Global economic outlook ‘somewhat less dire’ than expected — IMF
24 Sep 2020
The global economic outlook is not quite as dark as expected even just three months ago, a top International Monetary Fund official said on Thursday, citing better-than-anticipated economic data from China and other advanced economies.
However, IMF spokesman Gerry Rice told reporters the overall global outlook remained challenging as a result of the coronavirus pandemic and its impact on many economic sectors.
The situation remained “precarious” in many developing countries and emerging markets other than China, he said, noting that the IMF was also concerned about rising debt levels.
The IMF is due to release its latest World Economic Outlook on Oct 13. In June, it slashed its 2020 global output forecasts further, forecasting the global economy would shrink by 4.9%, compared with a 3% contraction predicted in April.
Rice gave no fresh numbers, but said recent data from China and other advanced economies was better than expected.
“Recent incoming data suggests that the outlook may be somewhat less dire than at the time of the WEO update on June 24, with parts of the global economy beginning to turn the corner,” he told a regular briefing.
There were also signs that global trade was slowly beginning to recover after widespread lockdowns aimed at containing the spread of the virus, Rice said.

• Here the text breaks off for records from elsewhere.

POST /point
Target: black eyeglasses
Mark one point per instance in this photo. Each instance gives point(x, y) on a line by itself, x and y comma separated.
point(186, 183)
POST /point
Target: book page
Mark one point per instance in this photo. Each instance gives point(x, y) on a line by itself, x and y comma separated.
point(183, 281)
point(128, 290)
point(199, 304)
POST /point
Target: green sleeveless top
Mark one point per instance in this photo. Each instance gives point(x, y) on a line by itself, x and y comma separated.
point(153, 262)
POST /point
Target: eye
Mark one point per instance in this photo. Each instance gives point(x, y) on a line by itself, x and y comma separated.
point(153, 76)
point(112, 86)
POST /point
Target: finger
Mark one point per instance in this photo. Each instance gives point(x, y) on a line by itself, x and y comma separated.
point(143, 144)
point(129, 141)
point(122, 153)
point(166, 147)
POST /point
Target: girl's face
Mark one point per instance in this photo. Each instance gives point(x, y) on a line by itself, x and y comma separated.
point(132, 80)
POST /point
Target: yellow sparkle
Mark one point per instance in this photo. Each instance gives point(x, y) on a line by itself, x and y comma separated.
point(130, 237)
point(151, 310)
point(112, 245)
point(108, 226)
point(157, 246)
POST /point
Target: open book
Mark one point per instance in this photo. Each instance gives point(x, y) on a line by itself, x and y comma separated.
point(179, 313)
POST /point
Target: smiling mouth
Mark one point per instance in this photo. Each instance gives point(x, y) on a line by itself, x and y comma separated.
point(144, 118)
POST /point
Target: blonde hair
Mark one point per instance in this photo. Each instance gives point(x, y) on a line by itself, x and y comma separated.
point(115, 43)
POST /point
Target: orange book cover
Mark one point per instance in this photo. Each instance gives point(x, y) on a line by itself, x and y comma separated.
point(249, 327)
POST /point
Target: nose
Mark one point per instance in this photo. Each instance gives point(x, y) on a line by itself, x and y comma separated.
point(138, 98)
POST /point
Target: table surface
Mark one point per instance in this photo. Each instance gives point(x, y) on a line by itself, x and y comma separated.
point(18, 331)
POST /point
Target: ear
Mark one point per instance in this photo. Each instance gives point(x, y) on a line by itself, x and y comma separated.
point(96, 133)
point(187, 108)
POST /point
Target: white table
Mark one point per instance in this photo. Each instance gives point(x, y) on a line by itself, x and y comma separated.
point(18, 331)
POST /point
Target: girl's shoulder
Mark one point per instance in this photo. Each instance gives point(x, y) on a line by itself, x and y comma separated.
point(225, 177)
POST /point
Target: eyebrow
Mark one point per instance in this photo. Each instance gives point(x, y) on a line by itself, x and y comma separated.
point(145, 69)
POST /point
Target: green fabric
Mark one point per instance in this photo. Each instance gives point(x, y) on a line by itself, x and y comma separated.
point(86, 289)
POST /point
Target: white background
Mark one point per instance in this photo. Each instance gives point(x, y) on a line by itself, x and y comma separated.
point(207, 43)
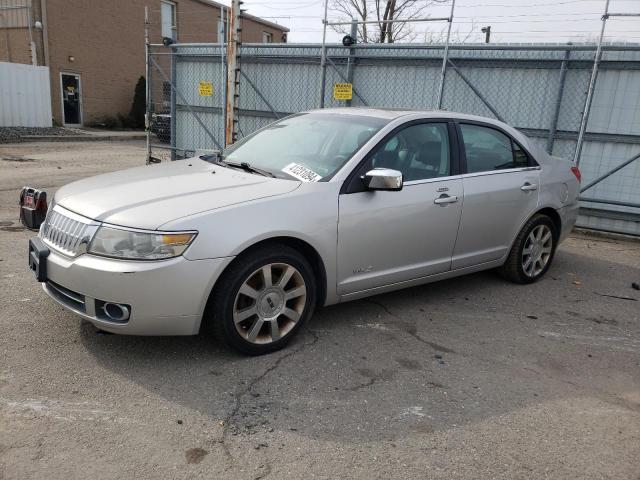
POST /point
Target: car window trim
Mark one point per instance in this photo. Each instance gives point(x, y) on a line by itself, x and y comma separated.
point(532, 163)
point(455, 167)
point(498, 172)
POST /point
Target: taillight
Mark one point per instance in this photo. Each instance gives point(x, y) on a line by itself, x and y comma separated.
point(576, 172)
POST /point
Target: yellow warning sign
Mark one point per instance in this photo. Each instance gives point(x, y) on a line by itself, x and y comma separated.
point(205, 89)
point(342, 91)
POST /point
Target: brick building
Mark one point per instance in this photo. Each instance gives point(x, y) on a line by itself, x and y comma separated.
point(95, 48)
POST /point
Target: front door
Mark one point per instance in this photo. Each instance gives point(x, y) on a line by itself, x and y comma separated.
point(71, 102)
point(390, 237)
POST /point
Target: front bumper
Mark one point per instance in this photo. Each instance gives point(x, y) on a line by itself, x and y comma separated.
point(166, 297)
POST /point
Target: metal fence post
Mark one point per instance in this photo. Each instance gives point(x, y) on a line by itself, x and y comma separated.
point(147, 113)
point(223, 72)
point(445, 58)
point(352, 56)
point(323, 55)
point(592, 83)
point(556, 112)
point(174, 110)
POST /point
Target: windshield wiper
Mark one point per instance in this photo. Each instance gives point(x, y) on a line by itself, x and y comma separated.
point(248, 168)
point(216, 157)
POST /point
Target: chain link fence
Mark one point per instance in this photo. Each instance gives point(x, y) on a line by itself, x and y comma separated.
point(539, 89)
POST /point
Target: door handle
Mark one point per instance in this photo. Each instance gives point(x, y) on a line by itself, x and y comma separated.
point(444, 199)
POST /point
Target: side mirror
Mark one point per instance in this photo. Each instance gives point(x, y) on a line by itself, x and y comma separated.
point(383, 179)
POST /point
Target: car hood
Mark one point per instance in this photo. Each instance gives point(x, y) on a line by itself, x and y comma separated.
point(147, 197)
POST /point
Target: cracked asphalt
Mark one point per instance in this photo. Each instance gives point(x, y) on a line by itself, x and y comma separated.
point(468, 378)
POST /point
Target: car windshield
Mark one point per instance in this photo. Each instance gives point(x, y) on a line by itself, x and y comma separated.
point(307, 147)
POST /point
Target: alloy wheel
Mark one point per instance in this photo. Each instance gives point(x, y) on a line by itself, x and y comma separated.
point(269, 303)
point(537, 250)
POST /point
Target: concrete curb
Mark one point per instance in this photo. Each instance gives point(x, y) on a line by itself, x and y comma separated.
point(81, 138)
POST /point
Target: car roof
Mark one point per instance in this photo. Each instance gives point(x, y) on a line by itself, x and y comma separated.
point(391, 114)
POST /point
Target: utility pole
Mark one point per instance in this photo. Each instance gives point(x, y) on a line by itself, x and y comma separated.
point(487, 33)
point(233, 74)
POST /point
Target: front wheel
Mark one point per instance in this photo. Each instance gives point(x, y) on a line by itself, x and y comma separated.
point(263, 299)
point(532, 252)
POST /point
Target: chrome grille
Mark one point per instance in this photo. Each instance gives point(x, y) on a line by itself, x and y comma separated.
point(67, 232)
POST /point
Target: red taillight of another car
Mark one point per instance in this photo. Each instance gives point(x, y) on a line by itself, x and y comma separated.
point(576, 172)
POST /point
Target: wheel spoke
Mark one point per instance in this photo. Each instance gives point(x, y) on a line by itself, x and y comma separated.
point(266, 275)
point(291, 314)
point(249, 291)
point(295, 293)
point(275, 330)
point(255, 329)
point(242, 315)
point(539, 231)
point(286, 276)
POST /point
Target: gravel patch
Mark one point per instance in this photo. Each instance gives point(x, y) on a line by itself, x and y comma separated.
point(17, 134)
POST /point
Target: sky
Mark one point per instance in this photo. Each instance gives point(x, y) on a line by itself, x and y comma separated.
point(526, 21)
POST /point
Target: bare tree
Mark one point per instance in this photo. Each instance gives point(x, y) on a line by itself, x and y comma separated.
point(382, 11)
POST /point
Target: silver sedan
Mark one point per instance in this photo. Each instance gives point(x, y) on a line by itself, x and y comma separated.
point(319, 208)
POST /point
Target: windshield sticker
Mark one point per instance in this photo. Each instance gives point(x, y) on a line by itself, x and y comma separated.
point(301, 172)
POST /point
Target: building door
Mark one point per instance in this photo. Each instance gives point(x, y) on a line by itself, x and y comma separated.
point(71, 101)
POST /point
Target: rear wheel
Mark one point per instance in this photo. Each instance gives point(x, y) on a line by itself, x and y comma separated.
point(263, 299)
point(532, 252)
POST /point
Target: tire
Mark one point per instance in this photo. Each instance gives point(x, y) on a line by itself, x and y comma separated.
point(532, 252)
point(262, 300)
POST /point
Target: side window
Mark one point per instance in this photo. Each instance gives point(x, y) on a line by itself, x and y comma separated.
point(488, 149)
point(420, 152)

“But I would emphasize that we are not out of the woods, and the outlook remains very challenging, especially for many emerging markets and developing countries, other than China,” he said, noting that many of those countries faced continued weakness in domestic demand, lower export demand, shrinking remittances and declines in tourism.
“Taken together, we are very concerned that this crisis will reverse the gains in poverty reduction that have been made in recent years, and roll back progress that has been made toward the Sustainable Development Goals,” he said, referring to ambitious goals set out by the United Nations five years ago to end poverty and inequality.